References:
a. Fischer, E. A. (2012). Federal laws relating to cybersecurity: Discussion of proposed revisions. Washington, D.C.: Congressional Research Service.
b. Grossman, J. (2007). Cross-site scripting attacks. Boston, MA: Syngress.
c. Martin, P. K. (2012). NASA cybersecurity: An examination of the agency’s information security. Retrieved from http://oig.nasa.gov/.
d. NASA. (2011). Overview: NASA IT security. Retrieved from http://www.nasa.gov/.
e. NIST. (2007). Federal Information Security Management Act (FISMA) implementation project. Retrieved from http://csrc.nist.gov/publications/.
1. President Obama has declared cyber security threat to be the greatest challenge faced by America today. The President has urged Congress to strengthen the legal machinery of the country in addressing cyber security threat. Executive measures have also been implemented to mobilize information security programs in various federal agencies. NASA is a federal agency susceptible to cyber attacks as a repository of sensitive information. Achieving an effective information security program for NASA is imperative. Determining the cyber security preparedness of NASA requires analysis of its current cyber security posture. The memorandum reports on the cyber security posture of NASA in terms of the impact of cyber legislation on the agency, security standards applied by NASA, and analysis of the key elements of NASA’s cyber security profile.
2. Cyber legislations are catalysts in the development of NASA’s information security program. The Clinger-Cohen Act of 1996 created the Chief Information Officer (CIO) position at NASA and under the Office of the CIO is the IT Security Division. Policies on information security, especially privacy impact assessment and cyber security standards, were provided by the E-Government Act of 2002 and the Federal Information Security Management Act (FISMA) of 2002. Application of information security requirements, conducting internal evaluations, and cooperating with the GAO audit are also supported by cyber legislations. (Fischer, 2012)
3. Security standards set the threshold for NASA’s information security program. Standards relevant to cyber security are contained in FISMA and enshrined in the National Institute of Standards and Technology (NIST) standards and Federal Information Processing Standards (FIPS) (Grossman, 2007; NASA, 2011).
4. Analysis of NASA’s cyber security profile indicates that the agency has adopted security controls (management controls, operational controls and technical controls) in its information security program. These controls are interrelated to require an effective alignment of management, operational and technical controls. Management controls are crucial to achieving agency-wide awareness of the program to support implementation as well as in monitoring and maintaining the program. (NIST, 2007) To date, NASA has not achieved full agency-wide awareness, there are lapses in continuous monitoring, and the agency is not prepared for serious cyber attacks (Martin, 2012). Operational controls are important in coordinating roles and efforts to make these controls dependent on management and technical controls (NIST, 2007). Weaknesses in NASA’s information security program are the limited coordinating role of the CIO and lack of centralized system for coordination (Martin, 2012). Technical controls manage access to NASA’s information system as well as detect, analyze and report cyber threats (NIST, 2007). Encryption in laptop and mobile devices has not been fully achieved and modifications to cloud computing are still ongoing (Martin, 2012).

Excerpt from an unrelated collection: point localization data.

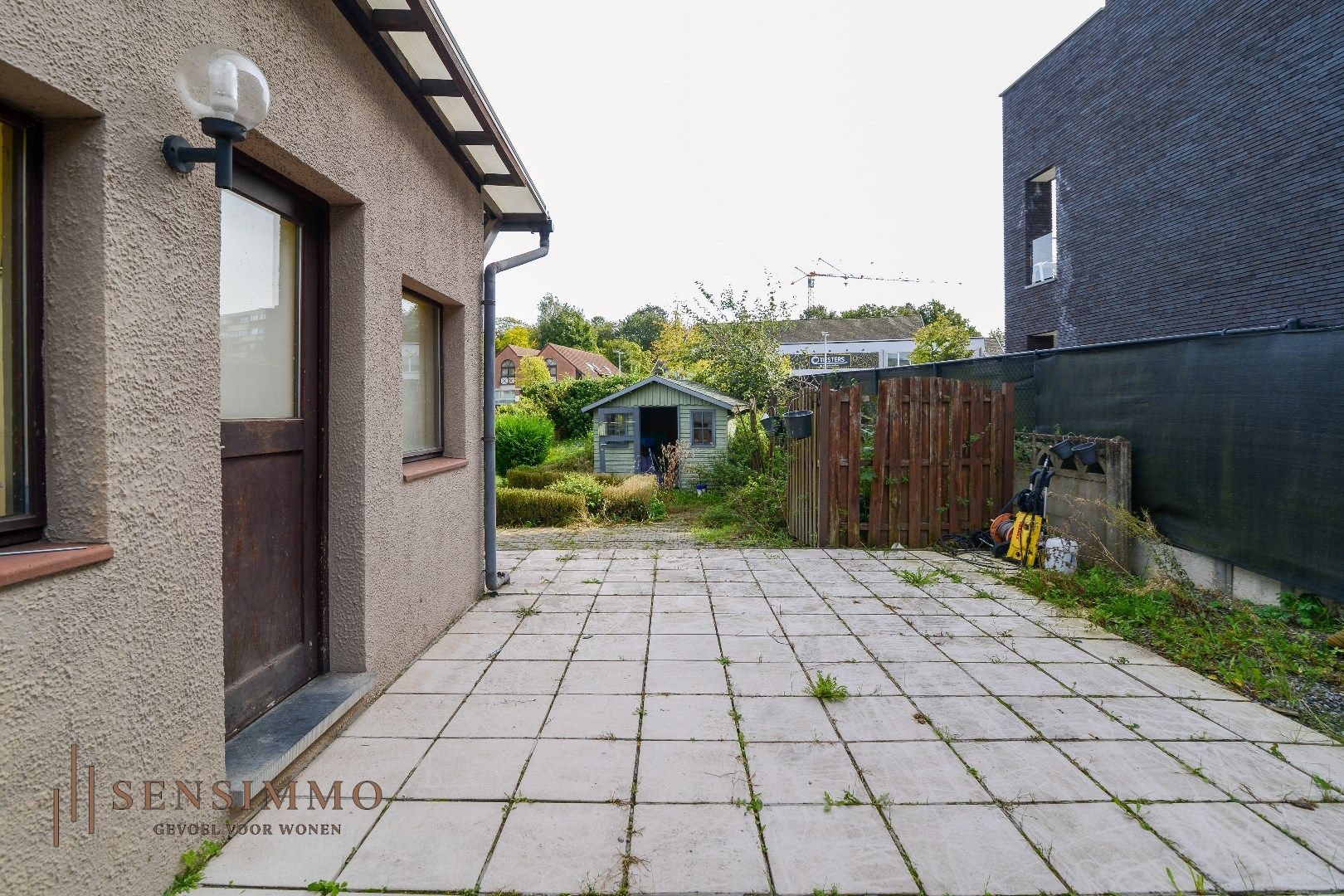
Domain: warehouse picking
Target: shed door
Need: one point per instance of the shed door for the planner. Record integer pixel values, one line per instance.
(617, 437)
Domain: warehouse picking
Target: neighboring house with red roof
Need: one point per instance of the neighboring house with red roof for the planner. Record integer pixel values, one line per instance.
(563, 362)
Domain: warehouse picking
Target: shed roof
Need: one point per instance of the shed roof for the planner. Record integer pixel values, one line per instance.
(850, 329)
(698, 390)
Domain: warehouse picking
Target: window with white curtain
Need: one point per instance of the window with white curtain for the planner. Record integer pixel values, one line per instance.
(422, 377)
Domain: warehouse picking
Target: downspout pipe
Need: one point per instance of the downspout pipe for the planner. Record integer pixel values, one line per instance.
(494, 578)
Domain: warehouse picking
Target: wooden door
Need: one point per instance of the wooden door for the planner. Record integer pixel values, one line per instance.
(272, 355)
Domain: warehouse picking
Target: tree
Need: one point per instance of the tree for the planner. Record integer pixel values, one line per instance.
(644, 325)
(605, 331)
(515, 334)
(533, 370)
(737, 340)
(873, 309)
(942, 340)
(632, 359)
(674, 351)
(563, 324)
(933, 309)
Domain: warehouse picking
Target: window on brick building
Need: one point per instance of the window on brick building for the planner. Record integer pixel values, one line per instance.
(1042, 219)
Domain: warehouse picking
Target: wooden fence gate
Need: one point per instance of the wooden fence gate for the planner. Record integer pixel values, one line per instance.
(923, 458)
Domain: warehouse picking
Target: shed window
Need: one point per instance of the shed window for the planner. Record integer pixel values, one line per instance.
(422, 377)
(702, 427)
(619, 423)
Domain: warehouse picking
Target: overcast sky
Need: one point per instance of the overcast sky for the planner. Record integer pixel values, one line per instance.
(721, 141)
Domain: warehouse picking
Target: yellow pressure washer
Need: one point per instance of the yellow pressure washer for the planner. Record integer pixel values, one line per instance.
(1018, 536)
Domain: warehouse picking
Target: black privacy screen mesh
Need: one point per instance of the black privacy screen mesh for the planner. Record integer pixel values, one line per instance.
(1238, 440)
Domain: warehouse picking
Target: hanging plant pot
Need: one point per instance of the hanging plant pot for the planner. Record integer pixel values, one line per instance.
(797, 425)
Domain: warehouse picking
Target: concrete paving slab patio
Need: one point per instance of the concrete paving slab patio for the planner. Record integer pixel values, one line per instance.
(633, 720)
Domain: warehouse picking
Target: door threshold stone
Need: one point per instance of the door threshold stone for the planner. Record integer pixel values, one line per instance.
(262, 750)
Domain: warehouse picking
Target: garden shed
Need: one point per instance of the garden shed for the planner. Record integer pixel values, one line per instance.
(633, 427)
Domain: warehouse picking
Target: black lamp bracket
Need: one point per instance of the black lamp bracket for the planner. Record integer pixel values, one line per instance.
(182, 156)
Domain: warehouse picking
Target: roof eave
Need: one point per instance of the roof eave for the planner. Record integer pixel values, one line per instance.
(375, 27)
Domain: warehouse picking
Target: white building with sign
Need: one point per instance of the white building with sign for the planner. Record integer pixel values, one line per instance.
(855, 343)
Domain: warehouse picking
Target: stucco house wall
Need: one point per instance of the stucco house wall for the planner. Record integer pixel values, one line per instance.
(125, 657)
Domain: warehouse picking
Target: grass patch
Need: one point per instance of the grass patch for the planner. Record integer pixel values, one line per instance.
(572, 455)
(827, 689)
(192, 868)
(1261, 655)
(847, 798)
(919, 578)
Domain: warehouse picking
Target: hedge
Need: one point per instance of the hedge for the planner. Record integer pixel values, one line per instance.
(522, 440)
(563, 401)
(541, 477)
(585, 485)
(533, 477)
(537, 507)
(632, 499)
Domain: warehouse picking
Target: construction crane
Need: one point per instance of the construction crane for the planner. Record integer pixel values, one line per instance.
(811, 275)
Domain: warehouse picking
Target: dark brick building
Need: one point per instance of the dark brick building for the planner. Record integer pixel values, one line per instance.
(1174, 167)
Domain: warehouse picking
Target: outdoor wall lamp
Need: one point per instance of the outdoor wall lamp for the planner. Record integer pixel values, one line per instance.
(230, 95)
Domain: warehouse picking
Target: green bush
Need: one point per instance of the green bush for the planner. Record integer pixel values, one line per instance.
(632, 499)
(533, 477)
(572, 455)
(522, 440)
(582, 485)
(537, 507)
(563, 401)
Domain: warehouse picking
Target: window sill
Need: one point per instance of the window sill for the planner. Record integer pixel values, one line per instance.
(431, 466)
(21, 567)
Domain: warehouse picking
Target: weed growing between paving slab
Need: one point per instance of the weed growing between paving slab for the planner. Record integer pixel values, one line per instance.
(192, 868)
(1265, 655)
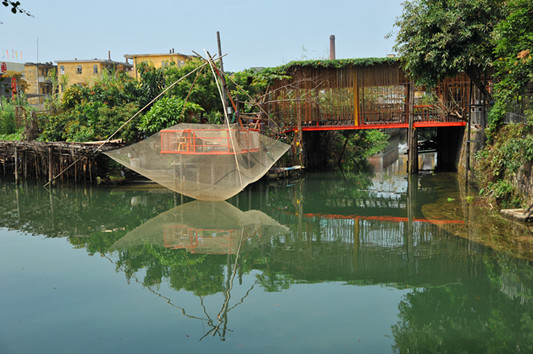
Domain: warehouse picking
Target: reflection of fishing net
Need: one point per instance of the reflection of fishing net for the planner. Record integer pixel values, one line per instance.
(202, 227)
(203, 161)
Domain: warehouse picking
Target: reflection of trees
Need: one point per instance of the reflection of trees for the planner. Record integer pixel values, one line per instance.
(479, 317)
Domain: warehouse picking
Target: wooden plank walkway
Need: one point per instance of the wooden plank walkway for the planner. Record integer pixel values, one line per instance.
(23, 159)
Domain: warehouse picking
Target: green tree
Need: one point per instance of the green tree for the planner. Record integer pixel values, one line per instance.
(200, 88)
(169, 111)
(441, 38)
(513, 68)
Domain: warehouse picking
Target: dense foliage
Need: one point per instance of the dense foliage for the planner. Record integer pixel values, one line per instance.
(498, 164)
(437, 39)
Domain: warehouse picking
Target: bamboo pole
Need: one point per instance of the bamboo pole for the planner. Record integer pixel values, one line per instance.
(412, 134)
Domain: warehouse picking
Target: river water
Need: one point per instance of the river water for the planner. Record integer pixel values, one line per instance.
(369, 263)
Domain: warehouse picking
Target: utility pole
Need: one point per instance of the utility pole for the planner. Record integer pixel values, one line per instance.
(224, 86)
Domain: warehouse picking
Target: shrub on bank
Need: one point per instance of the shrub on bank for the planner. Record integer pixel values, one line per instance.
(499, 163)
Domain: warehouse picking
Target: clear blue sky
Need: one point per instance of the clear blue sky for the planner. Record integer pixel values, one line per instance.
(253, 33)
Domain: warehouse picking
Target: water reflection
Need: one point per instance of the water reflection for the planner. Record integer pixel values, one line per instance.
(204, 228)
(362, 230)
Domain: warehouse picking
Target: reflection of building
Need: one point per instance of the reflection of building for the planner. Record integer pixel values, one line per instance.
(82, 72)
(39, 85)
(202, 241)
(157, 60)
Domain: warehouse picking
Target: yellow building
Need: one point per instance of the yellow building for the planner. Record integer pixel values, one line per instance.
(38, 85)
(85, 72)
(157, 60)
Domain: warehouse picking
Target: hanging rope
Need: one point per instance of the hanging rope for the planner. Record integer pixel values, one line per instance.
(129, 120)
(211, 65)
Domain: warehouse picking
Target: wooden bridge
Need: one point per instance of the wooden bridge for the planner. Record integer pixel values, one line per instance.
(364, 94)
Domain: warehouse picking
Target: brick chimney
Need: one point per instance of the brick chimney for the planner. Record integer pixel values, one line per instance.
(332, 47)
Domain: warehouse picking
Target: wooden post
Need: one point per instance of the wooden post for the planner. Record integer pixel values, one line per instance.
(25, 164)
(356, 99)
(16, 165)
(50, 165)
(299, 146)
(412, 134)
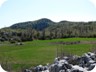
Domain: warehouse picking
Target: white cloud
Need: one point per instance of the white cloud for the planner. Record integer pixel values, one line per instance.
(93, 2)
(2, 2)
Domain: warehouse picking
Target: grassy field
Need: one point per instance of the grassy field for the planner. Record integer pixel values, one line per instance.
(40, 51)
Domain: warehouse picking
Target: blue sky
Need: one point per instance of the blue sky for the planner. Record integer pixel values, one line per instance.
(14, 11)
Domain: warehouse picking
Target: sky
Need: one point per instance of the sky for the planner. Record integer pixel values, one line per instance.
(14, 11)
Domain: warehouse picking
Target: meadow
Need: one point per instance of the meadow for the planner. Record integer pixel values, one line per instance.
(37, 52)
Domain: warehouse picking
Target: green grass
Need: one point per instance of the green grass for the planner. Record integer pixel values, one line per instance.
(40, 51)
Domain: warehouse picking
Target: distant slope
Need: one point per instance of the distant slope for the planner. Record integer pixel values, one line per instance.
(40, 24)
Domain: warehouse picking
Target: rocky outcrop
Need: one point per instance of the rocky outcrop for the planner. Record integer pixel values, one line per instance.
(84, 63)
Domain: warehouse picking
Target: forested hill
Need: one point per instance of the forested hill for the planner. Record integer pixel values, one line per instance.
(46, 29)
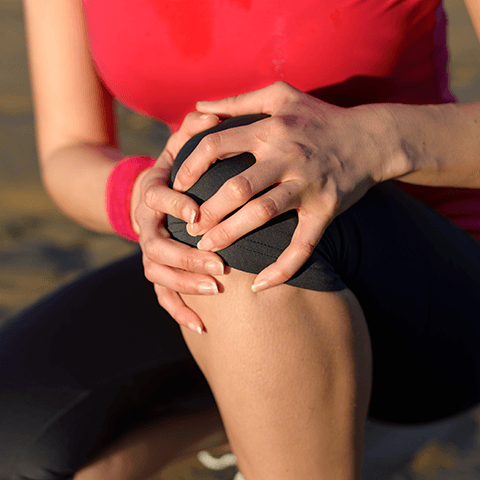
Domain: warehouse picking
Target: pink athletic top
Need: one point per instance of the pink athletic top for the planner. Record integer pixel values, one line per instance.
(159, 57)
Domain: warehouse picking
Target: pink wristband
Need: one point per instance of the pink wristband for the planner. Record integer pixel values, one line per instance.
(119, 192)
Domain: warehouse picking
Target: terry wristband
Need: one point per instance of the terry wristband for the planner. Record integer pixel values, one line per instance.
(119, 192)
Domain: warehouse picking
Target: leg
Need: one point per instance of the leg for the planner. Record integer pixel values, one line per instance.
(290, 370)
(92, 364)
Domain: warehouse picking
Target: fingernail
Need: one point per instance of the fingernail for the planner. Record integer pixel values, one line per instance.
(189, 230)
(214, 268)
(258, 287)
(195, 328)
(208, 288)
(205, 244)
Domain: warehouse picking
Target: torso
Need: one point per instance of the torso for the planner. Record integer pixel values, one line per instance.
(159, 57)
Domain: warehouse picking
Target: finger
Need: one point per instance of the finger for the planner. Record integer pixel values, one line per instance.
(173, 303)
(193, 123)
(264, 100)
(304, 240)
(159, 197)
(213, 147)
(169, 252)
(234, 193)
(179, 280)
(253, 215)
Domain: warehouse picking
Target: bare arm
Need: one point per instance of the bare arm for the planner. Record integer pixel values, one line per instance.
(74, 112)
(439, 145)
(78, 149)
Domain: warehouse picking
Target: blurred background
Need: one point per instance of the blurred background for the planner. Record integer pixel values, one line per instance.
(40, 249)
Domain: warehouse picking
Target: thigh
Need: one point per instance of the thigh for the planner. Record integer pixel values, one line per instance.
(416, 275)
(84, 366)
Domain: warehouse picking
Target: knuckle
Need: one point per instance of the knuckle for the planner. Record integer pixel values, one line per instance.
(207, 216)
(240, 188)
(278, 126)
(221, 235)
(185, 172)
(305, 250)
(211, 143)
(266, 208)
(189, 263)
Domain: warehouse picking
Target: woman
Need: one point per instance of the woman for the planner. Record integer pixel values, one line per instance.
(290, 366)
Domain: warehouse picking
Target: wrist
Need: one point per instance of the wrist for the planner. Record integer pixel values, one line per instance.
(119, 192)
(137, 195)
(391, 159)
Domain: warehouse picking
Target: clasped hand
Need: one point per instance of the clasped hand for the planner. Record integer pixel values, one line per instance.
(320, 159)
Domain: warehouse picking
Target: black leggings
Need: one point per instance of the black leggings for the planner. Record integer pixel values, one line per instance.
(100, 357)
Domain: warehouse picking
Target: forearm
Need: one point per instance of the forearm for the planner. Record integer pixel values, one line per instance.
(435, 145)
(75, 178)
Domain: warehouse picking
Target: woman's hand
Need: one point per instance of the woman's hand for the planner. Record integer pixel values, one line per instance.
(171, 266)
(320, 159)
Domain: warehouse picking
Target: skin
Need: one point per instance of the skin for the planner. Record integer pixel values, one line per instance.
(78, 148)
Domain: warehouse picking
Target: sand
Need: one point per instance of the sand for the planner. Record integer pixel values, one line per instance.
(41, 249)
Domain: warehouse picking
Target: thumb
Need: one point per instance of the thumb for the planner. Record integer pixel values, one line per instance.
(263, 100)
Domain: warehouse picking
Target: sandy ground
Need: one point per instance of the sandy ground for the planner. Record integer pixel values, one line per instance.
(40, 249)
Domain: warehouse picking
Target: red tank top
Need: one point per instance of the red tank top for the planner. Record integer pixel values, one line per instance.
(159, 57)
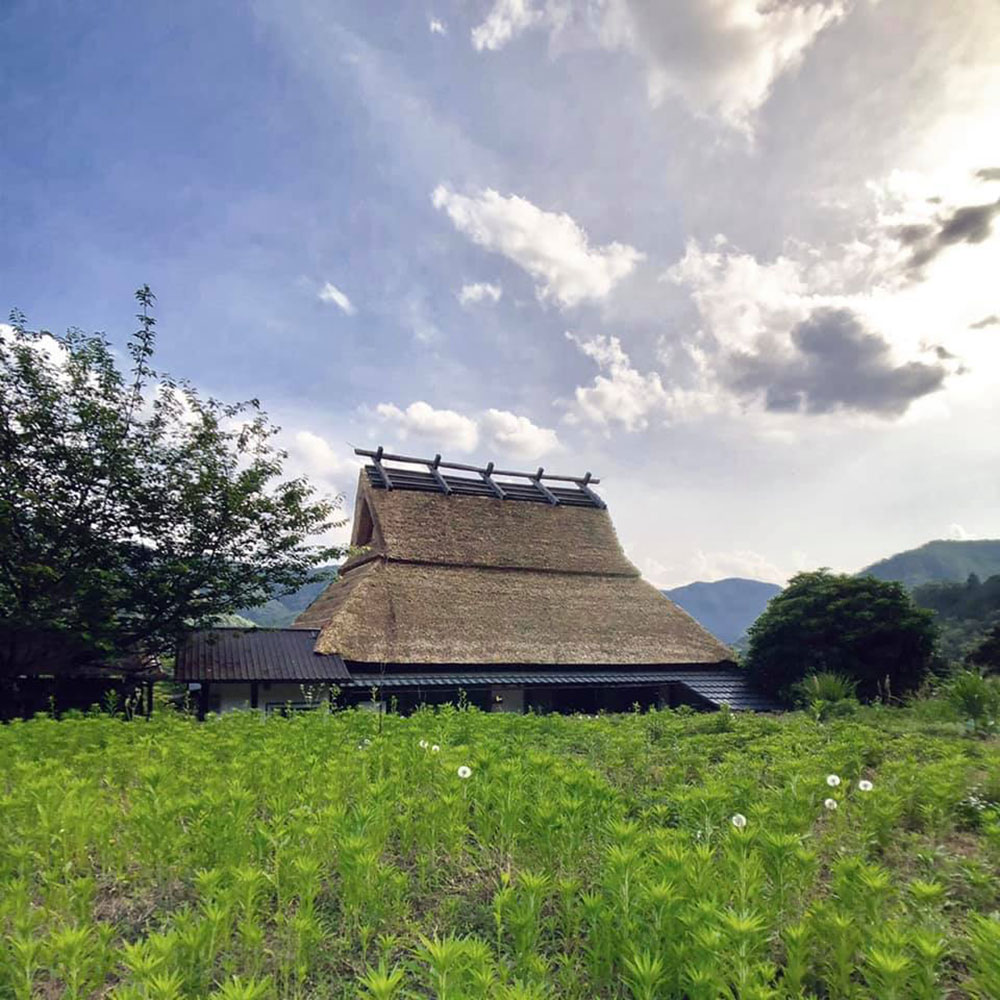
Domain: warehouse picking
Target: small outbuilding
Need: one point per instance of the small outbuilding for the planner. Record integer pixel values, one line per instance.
(507, 588)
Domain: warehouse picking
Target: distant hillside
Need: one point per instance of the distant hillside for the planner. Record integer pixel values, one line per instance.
(281, 611)
(939, 561)
(726, 608)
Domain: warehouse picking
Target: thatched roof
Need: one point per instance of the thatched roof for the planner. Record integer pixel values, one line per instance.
(478, 580)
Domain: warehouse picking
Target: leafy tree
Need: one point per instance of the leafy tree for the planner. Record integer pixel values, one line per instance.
(865, 629)
(132, 508)
(987, 654)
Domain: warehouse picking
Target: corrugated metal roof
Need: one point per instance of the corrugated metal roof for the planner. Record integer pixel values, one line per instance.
(232, 654)
(716, 686)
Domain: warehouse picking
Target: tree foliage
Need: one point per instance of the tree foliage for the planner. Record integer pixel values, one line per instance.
(131, 507)
(866, 629)
(986, 654)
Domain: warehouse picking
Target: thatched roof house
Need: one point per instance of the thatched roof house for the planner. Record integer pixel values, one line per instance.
(501, 580)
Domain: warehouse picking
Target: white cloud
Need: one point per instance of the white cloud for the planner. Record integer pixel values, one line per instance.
(445, 428)
(506, 20)
(859, 326)
(501, 431)
(479, 291)
(331, 293)
(550, 246)
(620, 394)
(312, 456)
(510, 434)
(721, 57)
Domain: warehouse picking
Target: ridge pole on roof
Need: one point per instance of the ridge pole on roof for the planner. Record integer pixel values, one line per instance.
(377, 462)
(487, 475)
(438, 478)
(543, 489)
(584, 488)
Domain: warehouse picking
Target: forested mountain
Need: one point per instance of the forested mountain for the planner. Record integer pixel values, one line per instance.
(281, 611)
(939, 561)
(725, 607)
(965, 612)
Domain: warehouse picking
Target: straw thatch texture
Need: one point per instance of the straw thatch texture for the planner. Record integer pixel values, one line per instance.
(418, 613)
(478, 531)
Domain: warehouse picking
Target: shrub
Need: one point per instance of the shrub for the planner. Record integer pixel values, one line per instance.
(827, 695)
(862, 628)
(976, 698)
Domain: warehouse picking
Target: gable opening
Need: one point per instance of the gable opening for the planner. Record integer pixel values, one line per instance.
(365, 527)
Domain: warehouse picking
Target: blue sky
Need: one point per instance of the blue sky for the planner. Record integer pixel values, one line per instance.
(739, 262)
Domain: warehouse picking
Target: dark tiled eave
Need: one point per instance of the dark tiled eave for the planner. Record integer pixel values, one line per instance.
(231, 654)
(716, 686)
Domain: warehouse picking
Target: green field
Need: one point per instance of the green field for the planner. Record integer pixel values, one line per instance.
(324, 856)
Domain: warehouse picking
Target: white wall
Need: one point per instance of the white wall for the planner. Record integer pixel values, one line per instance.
(270, 696)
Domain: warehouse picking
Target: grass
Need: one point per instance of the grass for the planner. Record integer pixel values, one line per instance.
(328, 856)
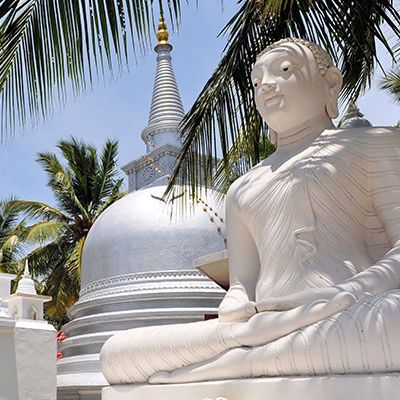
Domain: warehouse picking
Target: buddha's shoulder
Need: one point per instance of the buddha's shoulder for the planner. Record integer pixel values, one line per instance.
(365, 136)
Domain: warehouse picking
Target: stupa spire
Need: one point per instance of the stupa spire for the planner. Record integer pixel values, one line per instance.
(166, 111)
(162, 33)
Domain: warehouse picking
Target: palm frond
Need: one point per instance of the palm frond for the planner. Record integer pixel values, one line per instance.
(348, 30)
(391, 83)
(104, 181)
(47, 46)
(37, 210)
(60, 182)
(45, 231)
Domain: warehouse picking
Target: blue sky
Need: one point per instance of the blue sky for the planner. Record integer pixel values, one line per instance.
(119, 107)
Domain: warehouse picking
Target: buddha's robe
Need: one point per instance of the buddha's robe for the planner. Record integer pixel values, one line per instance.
(319, 219)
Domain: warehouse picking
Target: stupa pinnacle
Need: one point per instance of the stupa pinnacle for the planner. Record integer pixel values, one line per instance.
(161, 135)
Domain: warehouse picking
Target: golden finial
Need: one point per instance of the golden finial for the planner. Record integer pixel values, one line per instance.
(162, 33)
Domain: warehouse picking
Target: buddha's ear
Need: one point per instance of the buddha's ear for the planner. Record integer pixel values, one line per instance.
(333, 78)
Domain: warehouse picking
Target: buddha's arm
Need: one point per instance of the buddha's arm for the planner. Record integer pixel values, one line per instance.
(383, 275)
(244, 266)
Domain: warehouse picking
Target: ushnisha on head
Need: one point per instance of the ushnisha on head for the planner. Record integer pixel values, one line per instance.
(295, 84)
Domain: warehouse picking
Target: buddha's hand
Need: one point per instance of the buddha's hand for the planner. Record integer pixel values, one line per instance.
(297, 299)
(236, 306)
(236, 312)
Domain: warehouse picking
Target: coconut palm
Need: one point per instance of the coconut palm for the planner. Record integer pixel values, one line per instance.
(83, 188)
(224, 115)
(391, 82)
(12, 235)
(48, 45)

5. Findings show that while NASA has achieved progress in its information security program, there are areas for improvement in each of the category of controls. Given the susceptibility of the agency to cyber attacks, improvement in the weak areas in the three categories of controls should be addressed.
6. Improving NASA’s security requires the full implementation of its information security program with focus on the areas for improvement. An evaluation of NASA’s information security program showed that the major issues in the program emerge from the incomplete implementation of the program (Fischer, 2012; Martin, 2012). NASA should push for the complete implementation of its information security program to address key issues on cyber security.